PhysLayer: Language-Guided Layered Animation with Depth-Aware Physics

arXiv cs.CV / 4/28/2026

📰 NewsModels & Research

Key Points

  • PhysLayer is introduced as a framework for language-guided, depth-aware layered animation from static images, aiming to fix physically implausible motion and limited dynamical control in existing image-to-video methods.
  • The method uses a language-guided scene understanding module (built on vision foundation models) to decompose scenes into depth-based layers using object composition, material properties, and physical parameters.
  • It introduces a depth-aware layered physics simulation that extends 2D rigid-body dynamics with depth motion and perspective-consistent scaling, improving realistic interactions without full 3D reconstruction.
  • A physics-guided video synthesis module combines simulated object trajectories with scene-aware relighting to produce temporally coherent, text-aligned video outputs.
  • Experiments report improvements in CLIP-Similarity (+2.2%), FID (+9.3%), and Motion-FID (+3%), along with large gains in human ratings for physical plausibility (+24%) and text-video alignment (+35%).

Abstract

Existing image-to-video generation methods often produce physically implausible motions and lack precise control over object dynamics.
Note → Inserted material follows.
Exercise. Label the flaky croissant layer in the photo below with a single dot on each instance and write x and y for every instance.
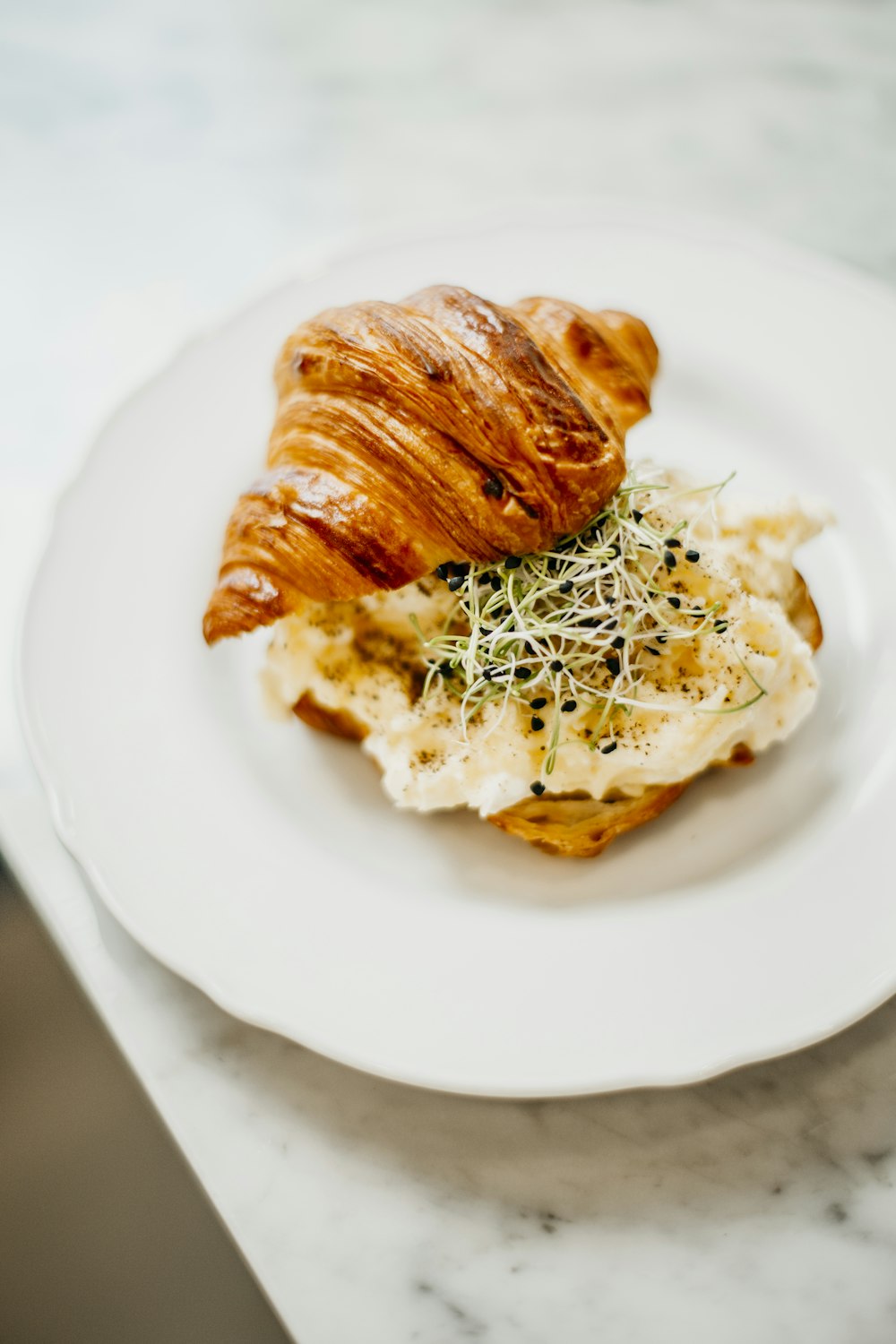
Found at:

While prior approaches have incorporated physics simulators, they remain confined to 2D planar motions and fail to capture depth-aware spatial interactions. We introduce PhysLayer, a novel framework enabling language-guided, depth-aware layered animation of static images. PhysLayer consists of three key components: First, a language-guided scene understanding module that utilizes vision foundation models to decompose scenes into depth-based layers by analyzing object composition, material properties, and physical parameters. Second, a depth-aware layered physics simulation that extends 2D rigid-body dynamics with depth motion and perspective-consistent scaling, enabling more realistic object interactions without requiring full 3D reconstruction. Third, a physics-guided video synthesis module that integrates simulated trajectories with scene-aware relighting for temporally coherent results. Experimental results demonstrate improvements in CLIP-Similarity (+2.2\%), FID score (+9.3\%), and Motion-FID (+3\%), with human evaluation showing enhanced physical plausibility (+24\%) and text-video alignment (+35\%). Our approach provides a practical balance between physical realism and computational efficiency for controllable image animation.